Questo incredibile avvenimento mette in luce con evidenza la frattura che molte volte si crea nel rapporto tra le famiglie e la scuola. In certe età caratterizzate da grande fragilità e grande sensibilità, come quelle dei bambini che frequentano le elementari e le medie, queste due istituzioni dovrebbero essere molto vicine e dialogare continuamente per il bene di tutti gli studenti. Invece, spesso, ci si trova davanti ad alcuni insegnanti, per fortuna una piccola parte, che svolgono la loro professione non per passione, ma perché soltanto alla ricerca di un posto di lavoro. Si tratta di un ruolo importante, che diventa fondamentale soprattutto in condizioni di disabilità o disagi da parte degli alunni, in situazioni in cui il “sostegno” andrebbe svolto solamente da professionisti che hanno nelle proprie corde lo spirito di sacrificio fondamentale per assistere un alunno in tutte le sue esigenze, e ne conosco per fortuna tantissimi.
Dall’altra parte le nostre famiglie, che spesso preferiscono trovare delle scorciatoie più semplici da percorrere (come ad esempio non mandare un bambino a scuola) piuttosto che parlare con i bambini, aiutarli a “scoprire il mondo” e le sue relazioni, nel bene e nel male.
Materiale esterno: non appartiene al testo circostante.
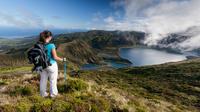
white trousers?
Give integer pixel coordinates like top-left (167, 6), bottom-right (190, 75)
top-left (40, 63), bottom-right (58, 97)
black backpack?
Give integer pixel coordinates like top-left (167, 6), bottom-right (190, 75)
top-left (27, 42), bottom-right (51, 73)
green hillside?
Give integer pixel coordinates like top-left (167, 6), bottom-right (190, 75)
top-left (0, 59), bottom-right (200, 112)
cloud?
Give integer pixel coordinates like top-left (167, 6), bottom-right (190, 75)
top-left (105, 0), bottom-right (200, 49)
top-left (0, 8), bottom-right (54, 29)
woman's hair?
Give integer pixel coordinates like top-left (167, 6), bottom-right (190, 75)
top-left (39, 30), bottom-right (52, 43)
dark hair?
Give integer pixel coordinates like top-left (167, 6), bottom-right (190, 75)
top-left (39, 30), bottom-right (52, 43)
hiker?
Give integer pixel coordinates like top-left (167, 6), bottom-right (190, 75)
top-left (36, 30), bottom-right (66, 97)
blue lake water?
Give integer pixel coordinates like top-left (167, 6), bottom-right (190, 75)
top-left (81, 48), bottom-right (186, 70)
top-left (119, 48), bottom-right (186, 66)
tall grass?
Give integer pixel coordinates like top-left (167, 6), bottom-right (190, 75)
top-left (0, 54), bottom-right (30, 67)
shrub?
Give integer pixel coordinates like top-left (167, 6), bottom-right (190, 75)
top-left (52, 100), bottom-right (72, 112)
top-left (58, 79), bottom-right (88, 93)
top-left (16, 102), bottom-right (31, 112)
top-left (9, 86), bottom-right (33, 96)
top-left (31, 99), bottom-right (53, 112)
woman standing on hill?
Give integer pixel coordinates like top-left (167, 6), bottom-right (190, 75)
top-left (39, 30), bottom-right (66, 97)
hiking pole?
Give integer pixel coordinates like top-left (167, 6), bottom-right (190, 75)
top-left (63, 58), bottom-right (67, 82)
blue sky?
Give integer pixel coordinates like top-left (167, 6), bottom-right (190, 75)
top-left (0, 0), bottom-right (122, 29)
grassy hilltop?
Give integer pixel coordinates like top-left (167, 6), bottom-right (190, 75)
top-left (0, 59), bottom-right (200, 112)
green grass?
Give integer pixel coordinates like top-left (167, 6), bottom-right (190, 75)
top-left (0, 58), bottom-right (200, 112)
top-left (0, 66), bottom-right (32, 74)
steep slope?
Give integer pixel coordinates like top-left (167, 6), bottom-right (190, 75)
top-left (0, 59), bottom-right (200, 112)
top-left (57, 40), bottom-right (101, 65)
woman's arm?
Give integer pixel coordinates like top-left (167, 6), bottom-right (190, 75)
top-left (52, 48), bottom-right (63, 61)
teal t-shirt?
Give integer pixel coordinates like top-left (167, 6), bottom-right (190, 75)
top-left (45, 43), bottom-right (56, 64)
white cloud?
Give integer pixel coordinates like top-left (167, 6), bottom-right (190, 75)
top-left (105, 0), bottom-right (200, 48)
top-left (0, 9), bottom-right (54, 29)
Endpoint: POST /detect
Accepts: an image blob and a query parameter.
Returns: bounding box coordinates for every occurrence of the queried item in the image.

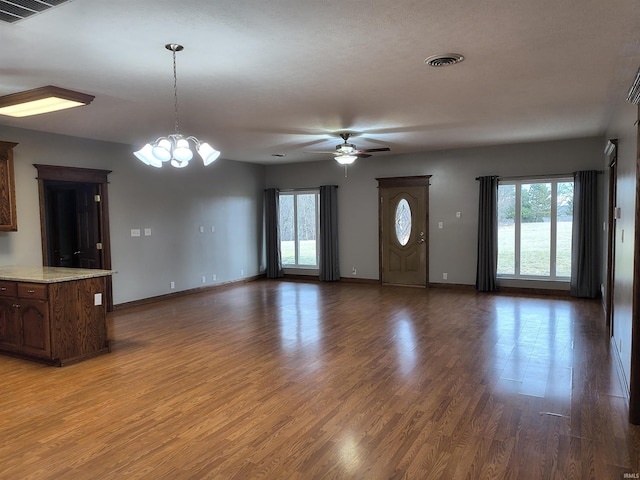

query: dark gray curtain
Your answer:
[264,188,284,278]
[571,170,600,298]
[476,176,498,292]
[320,185,340,282]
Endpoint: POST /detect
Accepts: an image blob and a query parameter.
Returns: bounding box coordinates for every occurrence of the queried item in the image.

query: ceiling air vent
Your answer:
[627,68,640,105]
[424,53,464,67]
[0,0,68,23]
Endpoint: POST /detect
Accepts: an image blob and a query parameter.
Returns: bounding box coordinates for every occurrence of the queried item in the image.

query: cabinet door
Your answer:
[17,299,51,357]
[0,296,20,350]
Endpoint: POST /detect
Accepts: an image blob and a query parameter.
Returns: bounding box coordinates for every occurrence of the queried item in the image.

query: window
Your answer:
[280,190,320,268]
[498,178,573,281]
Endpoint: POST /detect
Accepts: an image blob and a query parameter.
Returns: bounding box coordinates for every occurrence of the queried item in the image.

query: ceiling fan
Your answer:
[308,132,391,165]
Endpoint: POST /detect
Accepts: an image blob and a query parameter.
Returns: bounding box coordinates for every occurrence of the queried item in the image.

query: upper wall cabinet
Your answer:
[0,141,18,232]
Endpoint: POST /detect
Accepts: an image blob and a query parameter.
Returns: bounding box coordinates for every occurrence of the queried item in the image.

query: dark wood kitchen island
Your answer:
[0,267,115,366]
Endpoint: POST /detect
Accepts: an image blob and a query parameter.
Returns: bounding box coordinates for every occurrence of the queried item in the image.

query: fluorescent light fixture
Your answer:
[0,85,95,118]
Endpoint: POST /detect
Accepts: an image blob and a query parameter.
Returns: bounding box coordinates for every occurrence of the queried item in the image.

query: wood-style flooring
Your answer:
[0,280,640,480]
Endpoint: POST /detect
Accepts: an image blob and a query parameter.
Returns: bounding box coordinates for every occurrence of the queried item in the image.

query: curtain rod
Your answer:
[278,185,338,192]
[476,170,604,180]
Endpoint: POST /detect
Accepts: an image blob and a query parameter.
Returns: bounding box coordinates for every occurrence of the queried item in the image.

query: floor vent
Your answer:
[0,0,68,23]
[424,53,464,67]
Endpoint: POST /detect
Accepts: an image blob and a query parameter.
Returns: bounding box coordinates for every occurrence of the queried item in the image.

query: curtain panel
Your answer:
[476,176,498,292]
[571,170,600,298]
[319,185,340,282]
[264,188,284,278]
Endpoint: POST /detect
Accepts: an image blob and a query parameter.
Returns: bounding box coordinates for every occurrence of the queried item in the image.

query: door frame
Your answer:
[604,139,618,338]
[33,163,113,312]
[376,175,431,288]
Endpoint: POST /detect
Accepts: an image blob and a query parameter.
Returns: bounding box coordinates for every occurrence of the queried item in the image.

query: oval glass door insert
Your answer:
[396,198,411,247]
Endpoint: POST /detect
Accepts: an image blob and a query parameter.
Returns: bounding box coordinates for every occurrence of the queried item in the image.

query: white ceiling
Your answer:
[0,0,640,164]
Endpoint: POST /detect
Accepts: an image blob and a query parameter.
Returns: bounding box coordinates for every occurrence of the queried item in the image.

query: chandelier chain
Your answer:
[172,48,179,135]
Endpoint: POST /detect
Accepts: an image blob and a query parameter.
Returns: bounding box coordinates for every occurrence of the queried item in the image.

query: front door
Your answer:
[377,176,430,287]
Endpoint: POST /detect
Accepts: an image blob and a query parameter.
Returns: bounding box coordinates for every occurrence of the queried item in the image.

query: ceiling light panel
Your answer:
[0,0,68,23]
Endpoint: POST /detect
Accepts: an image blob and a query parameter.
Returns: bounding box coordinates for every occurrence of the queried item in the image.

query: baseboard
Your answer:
[113,274,265,311]
[497,287,571,297]
[278,273,380,285]
[429,282,476,290]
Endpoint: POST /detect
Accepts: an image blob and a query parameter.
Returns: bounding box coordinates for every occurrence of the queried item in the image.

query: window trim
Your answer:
[278,188,320,271]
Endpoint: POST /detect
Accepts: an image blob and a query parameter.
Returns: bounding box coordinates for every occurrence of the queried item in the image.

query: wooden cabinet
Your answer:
[0,277,109,366]
[0,141,18,232]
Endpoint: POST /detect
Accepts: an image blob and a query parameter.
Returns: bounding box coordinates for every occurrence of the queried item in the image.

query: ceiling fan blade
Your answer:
[357,147,391,152]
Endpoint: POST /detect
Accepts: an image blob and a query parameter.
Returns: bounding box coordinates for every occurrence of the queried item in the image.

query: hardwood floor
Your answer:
[0,280,640,480]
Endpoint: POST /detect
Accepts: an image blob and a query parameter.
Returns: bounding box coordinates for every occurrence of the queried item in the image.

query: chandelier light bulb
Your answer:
[134,43,220,168]
[173,138,193,162]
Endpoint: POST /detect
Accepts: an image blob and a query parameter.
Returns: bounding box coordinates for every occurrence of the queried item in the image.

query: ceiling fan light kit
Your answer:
[133,43,220,168]
[324,132,391,165]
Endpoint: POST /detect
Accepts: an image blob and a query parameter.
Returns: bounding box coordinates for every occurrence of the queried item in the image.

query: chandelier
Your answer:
[133,43,220,168]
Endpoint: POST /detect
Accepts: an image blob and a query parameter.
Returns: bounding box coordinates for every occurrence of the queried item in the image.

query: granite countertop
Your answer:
[0,266,116,283]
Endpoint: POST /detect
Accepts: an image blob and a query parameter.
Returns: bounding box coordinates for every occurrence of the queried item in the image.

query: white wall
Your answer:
[266,137,604,285]
[0,126,264,304]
Il rapporto tra scuola e famiglia sembra ormai basato sui soli diritti, e non sui doveri, dove la contrapposizione ha preso il sopravvento sull’aiuto e sul dialogo. La politica dovrebbe investire molte più risorse in favore delle scuola, attraverso progetti e riforme innovative e rivoluzionare, che coinvolgano anche i genitori. Provengo da una famiglia di insegnanti e mi accorgo ogni giorno di più che i vecchi modelli non possono funzionare. Dall’inizio del mio mandato ho intrapreso una battaglia sull’assistenza specialistica, ho presentato una proposta di legge sull’inserimento della figura dello psicologo scolastico, e continuerò ad avere un atteggiamento sempre propositivo nei confronti di una istituzione che deve essere sempre più inclusiva e moderna, capace di formare ottimi studenti, ma anche e soprattutto buoni cittadini.